Vitamin E has antioxidant properties and people used to consume supplements in order to get Vitamin E but we can get it from foods like sunflower seeds, almonds, avocadoes, spinach, butternut squash, kiwifruit, broccoli, trout, olive oil, and shrimp. (36)

Daily recommended amount

National Institute of Health, Office of Dietary Supplement recommends about 4mg of Vitamin E for 6 months and below kids, 5mg for 7-12 months kids, 6mg for 1-3 years old child, 7mg for 4-8 years old child, 11mg for 9-13 years old children, 15mg of Vitamin E for more than 14 years old, 15mg for more than 14 years old pregnant women and 19mg for more than 14 years old breastfeeding women. (37)

Vitamin E deficiency

The deficiency of Vitamin E is caused due to insufficient intake of Vitamin E and most of the fruits and vegetables contain it. This deficiency is caused by irregularities in diet consumption, premature low birth weight, fat mal-absorption, and Crohn’s disease. (38)

Vitamin K

Vitamin K is a fat-soluble vitamin, is an anti calcification, an anticancer molecule that plays a vital role in blood clotting, bone metabolism, and regulation of calcium levels in the blood.

Vitamin K health benefits

Our body requires prothrombin protein for clotting of blood and bone metabolism and Vitamin K helps in producing prothrombin. These vitamin health benefits include maintaining bone health, cognitive health, and heart health. (39)
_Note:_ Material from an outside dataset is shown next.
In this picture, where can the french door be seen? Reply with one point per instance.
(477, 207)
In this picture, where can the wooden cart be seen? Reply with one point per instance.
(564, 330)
Other Vitamin K health benefit includes wound healing, vascular calcifications, reduces the risk of coronary heart disease and helps in improving insulin sensitivity. (40)

Sources of Vitamin K

Most of the Vitamin K requirement to fulfill the daily recommended amount comes from fruits and vegetables like kale, mustard greens, spinach, broccoli, Brussel sprouts, beans, kiwi, avocado, green peas, cabbage, and from meat items like beef liver, pork chops, chicken, pork liver, and chicken liver. (41)

Daily recommended amount

According to the article written in a healthlinkbc, 120 micrograms (mcg) of Vitamin K daily is recommended for  19 years and older men, 90mcg for 19 years and older women, and 90mcg for 19 years and older pregnant and breastfeeding women.

Vitamin K deficiency

Vitamin K contributes to coagulation and bone development. Its deficiency causes bleeding in infants, poor bone development, and cardiovascular diseases. (42)

The symptoms of Vitamin K deficiency include bruising, oozing from the nose, excessive bleeding from wounds, heavy menstrual periods, and blood in the urine. (43)

DISCLAIMER:

This article ‘10 Essential vitamins, its sources, and vitamin health benefits ‘ is intended for general information only. It does not address individual circumstances or is not a substitute for any professional advice. You are hereby advised to take concrete decisions after the following advice from medical or nutritionist professionals.

Note: Sources referred are mentioned along with the articles.